Portlanders Kevin Jones and Lesli Mones founded the August Wilson Red Door Project in 2011 to champion racial equality and increase local access to the arts. Paying homage to late Pulitzer Prize-winner August Wilson, the organization’s name is directly inspired by the playwright’s works. The red door symbol is present in several of Wilson’s plays including Gem of the Ocean, the first in a series of 10 plays about the African American experience. Wilson used the red door to represent protection, encouragement and growth. Similarly, the Red Door Project adopts a hands-on approach in empowering all community members through education and artistic creation.

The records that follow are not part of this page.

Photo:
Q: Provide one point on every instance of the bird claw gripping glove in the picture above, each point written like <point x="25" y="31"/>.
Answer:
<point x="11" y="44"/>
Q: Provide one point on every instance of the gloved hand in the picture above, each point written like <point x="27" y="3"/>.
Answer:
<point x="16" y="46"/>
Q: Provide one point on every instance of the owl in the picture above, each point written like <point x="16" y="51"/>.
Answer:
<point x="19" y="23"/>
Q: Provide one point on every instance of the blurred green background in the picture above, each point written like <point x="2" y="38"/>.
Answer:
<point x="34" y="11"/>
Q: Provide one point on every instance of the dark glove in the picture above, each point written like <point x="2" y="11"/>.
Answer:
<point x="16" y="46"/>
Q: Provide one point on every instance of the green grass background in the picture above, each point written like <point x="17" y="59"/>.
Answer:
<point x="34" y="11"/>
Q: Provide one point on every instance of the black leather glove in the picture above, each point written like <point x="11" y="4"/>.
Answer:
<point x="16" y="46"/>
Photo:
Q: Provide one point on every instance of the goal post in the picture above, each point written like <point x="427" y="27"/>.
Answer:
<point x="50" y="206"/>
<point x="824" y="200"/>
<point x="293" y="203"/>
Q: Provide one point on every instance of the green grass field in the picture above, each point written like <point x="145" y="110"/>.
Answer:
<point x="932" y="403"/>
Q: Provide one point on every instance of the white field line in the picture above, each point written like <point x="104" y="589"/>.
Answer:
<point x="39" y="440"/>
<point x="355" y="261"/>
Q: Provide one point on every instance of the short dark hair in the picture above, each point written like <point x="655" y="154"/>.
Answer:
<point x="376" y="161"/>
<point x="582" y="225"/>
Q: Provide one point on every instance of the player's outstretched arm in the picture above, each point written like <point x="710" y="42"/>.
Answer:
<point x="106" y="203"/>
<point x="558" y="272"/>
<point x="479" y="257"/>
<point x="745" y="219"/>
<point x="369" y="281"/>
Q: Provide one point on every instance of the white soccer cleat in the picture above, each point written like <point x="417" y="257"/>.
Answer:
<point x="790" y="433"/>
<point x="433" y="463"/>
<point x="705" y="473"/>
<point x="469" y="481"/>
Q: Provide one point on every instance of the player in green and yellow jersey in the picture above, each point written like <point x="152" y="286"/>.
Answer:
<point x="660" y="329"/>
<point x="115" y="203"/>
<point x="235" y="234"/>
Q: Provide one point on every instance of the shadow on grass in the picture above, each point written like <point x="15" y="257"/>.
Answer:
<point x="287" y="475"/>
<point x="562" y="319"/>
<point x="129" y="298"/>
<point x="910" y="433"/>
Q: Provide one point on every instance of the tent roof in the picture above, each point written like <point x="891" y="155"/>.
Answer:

How does this play out? Here’s one example: Following the 2014 death of Michael Brown in Ferguson, Mo., and the subsequent succession of police shootings of unarmed black men across the nation, New York’s New Black Fest commissioned seven black playwrights to write and perform deeply personal and moving monologues about their experiences with institutional profiling. Titled “Hands Up! 7 Playwrights, 7 Testaments” the 2016 production quickly sold out. The Red Door Project has staged over 40 “Hands Up” shows in Portland since its first premiered in October, 2016. The shows are complemented by the Red Door Project’s signature “talkback,” or informal Q&A session following plays. The Red Door Project uses this time to professionally facilitate direct dialogue about race and share personal stories and responses.
When not directing plays or hosting talkbacks, creative director Jones and his team also lead innovative equity workshops. These workshops helped businesses to diversify their work forces. At the heart of every initiative is the mission to cultivate an inclusive sense of community, regardless of color.